3.当院での人生の最終段階における医療・ケアの在り方
(1)医師等の医療従事者から適切な情報の提供と説明がなされ、医療・ケアチームと十分な話し合いを行い、本人による意思決定を基本としたうえで、人生の最終段階における医療・ケアに対する意思決定を進める。本人の意思は変化しうるものであることを踏まえ、本人が自らの意思をその都度示し、伝えられるような支援を医療・ケアチームが行い、本人との話し合いを繰り返し行う。 本人が自らの意思を伝えられない状態になる可能性があることから、家族等の信頼できる者も含めて、本人との話し合いを繰り返し行う。この話し合いに先立ち、本人は特定の家族等を自らの意思を推定する者として前もって定めておくことも重要である。
(2) 医療・ケア行為の開始・不開始、医療・ケア内容の変更、医療・ケア行為の中止等は、医療・ケアチームによって、医学的妥当性と適切性、患者のQOLの視点から慎重に判断する。
(3)医療・ケアチームにより、可能な限り疼痛やその他の不快な症状を十分に緩和し、本人・家族等 の精神的・社会的な援助も含めた総合的ながん医療・ケアを行う。
(4)生命を短縮させる意図をもつ積極的安楽死は、本指針の対象としない。
4.当院での人生の最終段階における医療・ケアの方針に関する意思決定の進め方
(1)本人の意思の確認ができる場合
① 方針の決定は,本人の状態に応じた専門的な医学的検討を経て、医師等の医療従事者から適切な情報の提供と説明を行う。そのうえで、本人と医療・ケアチームとの合意形成に向けた十分な話し合いを踏まえた本人による意思決定を基本とし、多専門職種から構成される医療・ケアチームとして方針を決定する。
② 時間の経過、心身の状態の変化、医学的評価の変更等に応じて、本人の意思が変化しうるものであることから、医療・ケアチームにより、適切な情報の提供と説明がなされ、本人が自らの意思をその都度示し伝えることができるよう支援を行う。このとき、本人が自らの意思を伝えられない状態になる可能性があることから、家族等も含めて話し合いを繰り返し行う。

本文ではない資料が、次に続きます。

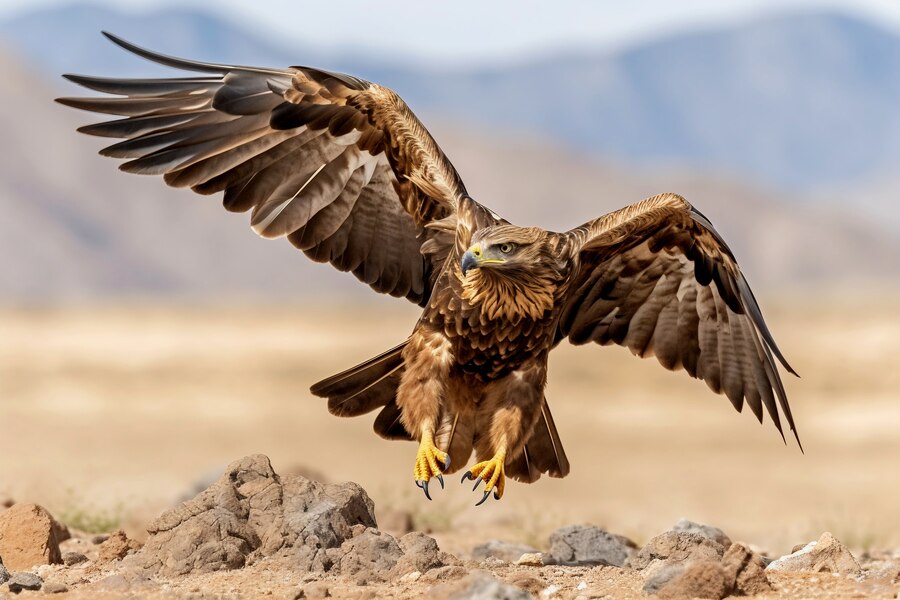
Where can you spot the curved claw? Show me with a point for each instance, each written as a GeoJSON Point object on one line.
{"type": "Point", "coordinates": [424, 486]}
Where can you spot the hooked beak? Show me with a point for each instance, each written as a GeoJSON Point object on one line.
{"type": "Point", "coordinates": [469, 261]}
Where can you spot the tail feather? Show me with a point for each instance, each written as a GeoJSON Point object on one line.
{"type": "Point", "coordinates": [543, 452]}
{"type": "Point", "coordinates": [365, 387]}
{"type": "Point", "coordinates": [388, 425]}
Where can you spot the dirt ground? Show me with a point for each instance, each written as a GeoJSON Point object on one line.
{"type": "Point", "coordinates": [114, 413]}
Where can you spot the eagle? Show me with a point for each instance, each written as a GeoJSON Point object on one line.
{"type": "Point", "coordinates": [344, 170]}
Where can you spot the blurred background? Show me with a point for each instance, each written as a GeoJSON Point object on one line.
{"type": "Point", "coordinates": [147, 337]}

③ このプロセスにおいて話し合った内容は、その都度文書にまとめておく。
(2)本人の意思が確認できない場合
本人の意思確認ができない場合には、次のような手順により、医療・ケアチームの中で慎重な判断を行う。
① 家族等が本人の意思を推定できる場合には、その推定意思を尊重し、本人にとっての最善の方針をとる。

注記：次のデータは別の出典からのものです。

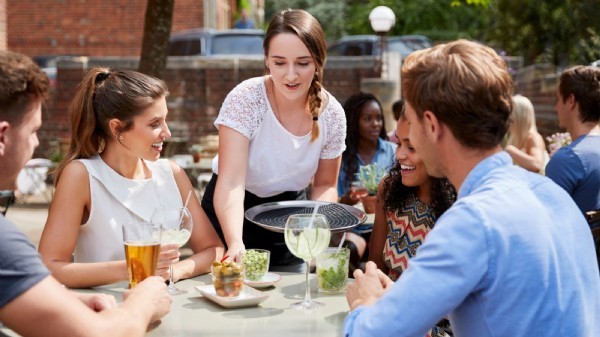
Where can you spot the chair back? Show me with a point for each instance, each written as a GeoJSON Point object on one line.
{"type": "Point", "coordinates": [593, 218]}
{"type": "Point", "coordinates": [7, 198]}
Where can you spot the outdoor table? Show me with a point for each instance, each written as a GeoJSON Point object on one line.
{"type": "Point", "coordinates": [193, 315]}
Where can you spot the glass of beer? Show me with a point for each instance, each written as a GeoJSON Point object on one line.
{"type": "Point", "coordinates": [142, 246]}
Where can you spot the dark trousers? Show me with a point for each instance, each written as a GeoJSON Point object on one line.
{"type": "Point", "coordinates": [255, 236]}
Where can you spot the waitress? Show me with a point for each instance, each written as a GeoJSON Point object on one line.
{"type": "Point", "coordinates": [278, 134]}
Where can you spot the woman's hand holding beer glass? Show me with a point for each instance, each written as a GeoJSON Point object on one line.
{"type": "Point", "coordinates": [176, 224]}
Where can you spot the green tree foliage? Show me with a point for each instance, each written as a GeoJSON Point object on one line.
{"type": "Point", "coordinates": [553, 31]}
{"type": "Point", "coordinates": [561, 32]}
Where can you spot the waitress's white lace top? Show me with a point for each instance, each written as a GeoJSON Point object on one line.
{"type": "Point", "coordinates": [279, 161]}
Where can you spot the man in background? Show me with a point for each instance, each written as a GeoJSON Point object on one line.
{"type": "Point", "coordinates": [513, 256]}
{"type": "Point", "coordinates": [576, 167]}
{"type": "Point", "coordinates": [32, 302]}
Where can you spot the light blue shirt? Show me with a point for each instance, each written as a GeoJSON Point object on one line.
{"type": "Point", "coordinates": [576, 168]}
{"type": "Point", "coordinates": [512, 257]}
{"type": "Point", "coordinates": [385, 156]}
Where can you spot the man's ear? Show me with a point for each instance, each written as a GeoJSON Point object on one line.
{"type": "Point", "coordinates": [116, 127]}
{"type": "Point", "coordinates": [3, 128]}
{"type": "Point", "coordinates": [432, 125]}
{"type": "Point", "coordinates": [571, 102]}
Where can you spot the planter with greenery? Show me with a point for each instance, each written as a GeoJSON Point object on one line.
{"type": "Point", "coordinates": [196, 152]}
{"type": "Point", "coordinates": [370, 176]}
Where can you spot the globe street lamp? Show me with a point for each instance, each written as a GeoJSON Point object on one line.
{"type": "Point", "coordinates": [382, 20]}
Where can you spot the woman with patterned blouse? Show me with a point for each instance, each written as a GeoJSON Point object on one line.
{"type": "Point", "coordinates": [408, 204]}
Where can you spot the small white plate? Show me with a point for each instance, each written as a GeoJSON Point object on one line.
{"type": "Point", "coordinates": [268, 280]}
{"type": "Point", "coordinates": [247, 297]}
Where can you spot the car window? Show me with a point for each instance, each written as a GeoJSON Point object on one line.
{"type": "Point", "coordinates": [400, 47]}
{"type": "Point", "coordinates": [351, 48]}
{"type": "Point", "coordinates": [194, 47]}
{"type": "Point", "coordinates": [236, 44]}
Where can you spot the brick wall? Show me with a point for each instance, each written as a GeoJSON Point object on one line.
{"type": "Point", "coordinates": [86, 27]}
{"type": "Point", "coordinates": [197, 89]}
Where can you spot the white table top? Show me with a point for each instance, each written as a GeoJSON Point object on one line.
{"type": "Point", "coordinates": [193, 315]}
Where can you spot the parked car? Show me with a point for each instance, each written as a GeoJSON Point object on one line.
{"type": "Point", "coordinates": [363, 45]}
{"type": "Point", "coordinates": [211, 42]}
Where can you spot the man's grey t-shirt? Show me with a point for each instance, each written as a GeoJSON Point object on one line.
{"type": "Point", "coordinates": [20, 264]}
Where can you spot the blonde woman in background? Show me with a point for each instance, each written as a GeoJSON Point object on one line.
{"type": "Point", "coordinates": [525, 145]}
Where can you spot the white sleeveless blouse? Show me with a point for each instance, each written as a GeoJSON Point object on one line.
{"type": "Point", "coordinates": [116, 200]}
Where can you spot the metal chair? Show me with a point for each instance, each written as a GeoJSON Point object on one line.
{"type": "Point", "coordinates": [7, 198]}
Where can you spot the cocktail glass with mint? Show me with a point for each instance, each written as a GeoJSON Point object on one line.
{"type": "Point", "coordinates": [332, 270]}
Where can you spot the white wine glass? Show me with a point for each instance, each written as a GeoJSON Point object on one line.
{"type": "Point", "coordinates": [176, 224]}
{"type": "Point", "coordinates": [306, 236]}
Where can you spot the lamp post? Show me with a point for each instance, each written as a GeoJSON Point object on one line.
{"type": "Point", "coordinates": [382, 19]}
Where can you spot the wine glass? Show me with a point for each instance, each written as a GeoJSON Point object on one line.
{"type": "Point", "coordinates": [176, 224]}
{"type": "Point", "coordinates": [306, 236]}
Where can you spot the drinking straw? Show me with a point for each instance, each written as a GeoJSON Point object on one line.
{"type": "Point", "coordinates": [315, 210]}
{"type": "Point", "coordinates": [342, 242]}
{"type": "Point", "coordinates": [188, 199]}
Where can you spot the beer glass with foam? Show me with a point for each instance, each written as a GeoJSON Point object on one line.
{"type": "Point", "coordinates": [142, 246]}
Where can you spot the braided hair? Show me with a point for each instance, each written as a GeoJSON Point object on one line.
{"type": "Point", "coordinates": [308, 29]}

② 家族等が本人の意思を推定できない場合には、本人にとって何が最善であるかについて、医療・ケアチームが本人に代わる者として家族等と十分に話し合い、本人にとっての最善の方針をとる。時間の経過、心身の状態の変化、医学的評価の変更等に応じて、このプロセスを繰り返し行う。

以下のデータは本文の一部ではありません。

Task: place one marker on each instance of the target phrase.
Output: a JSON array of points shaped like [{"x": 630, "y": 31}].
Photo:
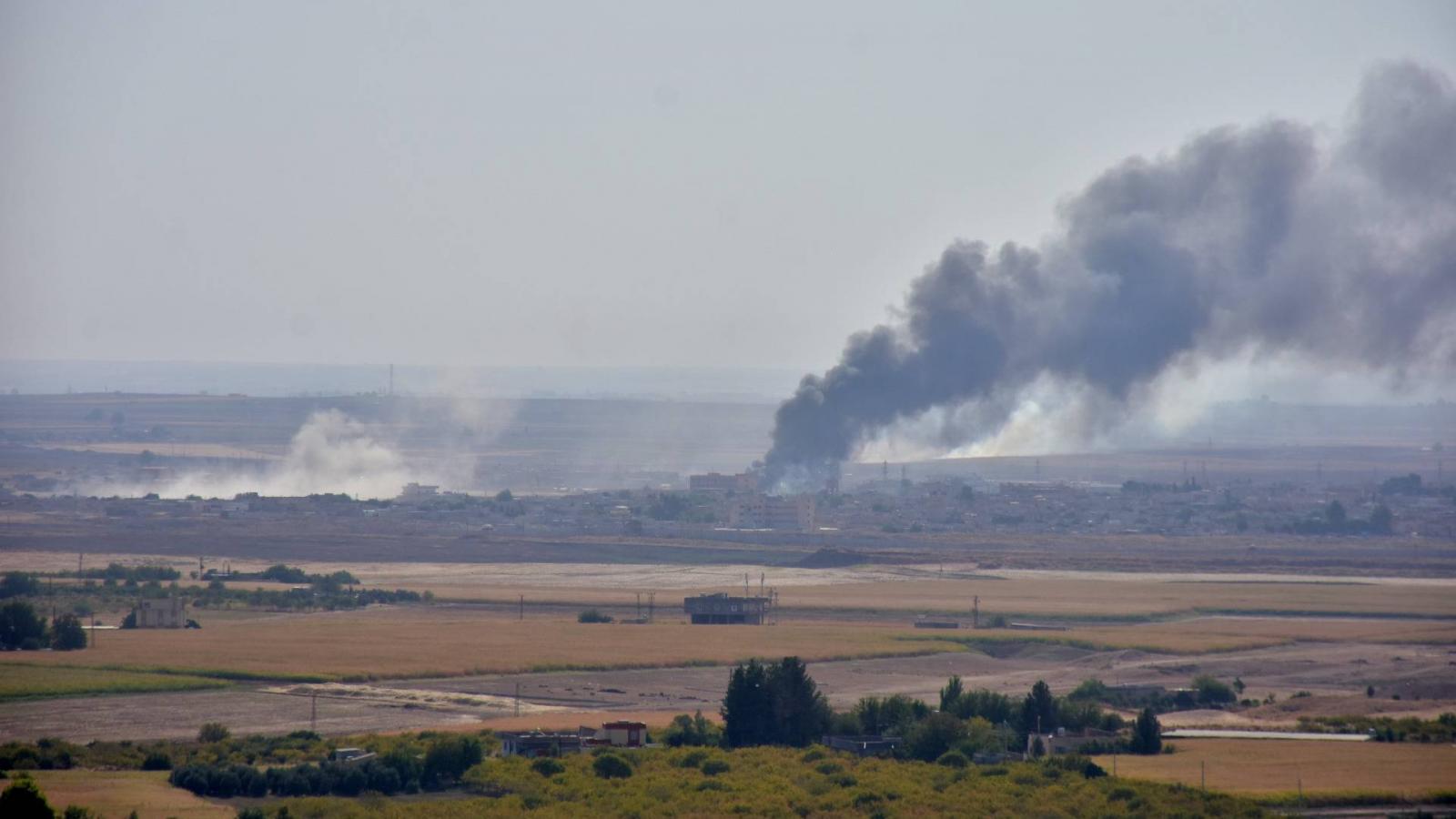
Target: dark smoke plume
[{"x": 1245, "y": 239}]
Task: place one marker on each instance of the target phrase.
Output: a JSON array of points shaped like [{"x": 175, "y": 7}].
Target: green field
[{"x": 24, "y": 681}]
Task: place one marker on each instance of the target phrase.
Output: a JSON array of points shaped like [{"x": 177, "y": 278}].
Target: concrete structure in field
[
  {"x": 774, "y": 511},
  {"x": 720, "y": 482},
  {"x": 621, "y": 733},
  {"x": 864, "y": 745},
  {"x": 417, "y": 491},
  {"x": 165, "y": 612},
  {"x": 1063, "y": 742},
  {"x": 723, "y": 610},
  {"x": 539, "y": 743}
]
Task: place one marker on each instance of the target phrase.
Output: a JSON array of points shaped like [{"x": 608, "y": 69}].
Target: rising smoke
[{"x": 1245, "y": 242}]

③ 家族等がいない場合及び家族等が判断を医療・ケアチームに委ねる場合には、 医療・ケアチームが医学的妥当性と適切性、患者のQOL の視点に沿って検討し、本人にとっての最善の方針をとる。
④ このプロセスにおいて話し合った内容は、その都度文書にまとめておく。
(3)複数の専門家からなる話し合いの場の設置
上記(1)及び(2)の場合において、方針の決定に際し、
①医療・ケアチームの中で心身の状態等により医療・ケアの内容の決定が困難な場合
②本人と医療・ケアチームとの話し合いの中で、妥当で適切な医療・ケアの内容についての合意が得られない場合
③家族等の中で意見がまとまらない場合や、医療・ケアチームとの話し合いの中で、妥当で適切な医療・ケアの内容についての合意が得られない場合、ついての同意が得られない場合などについては、医療・ケアチーム以外の複数の専門家からなる話合いの場を別途設置し、医療・ケアチーム以外の者を加えて、方針等についての検討及び助言を行うことが必要である。
本指針は、厚生労働省「人生の最終段階における医療・ケアの決定プロセスに関する対応指針」、日本老年医学会「ACP 推進に関する提言」を規範とし策定している。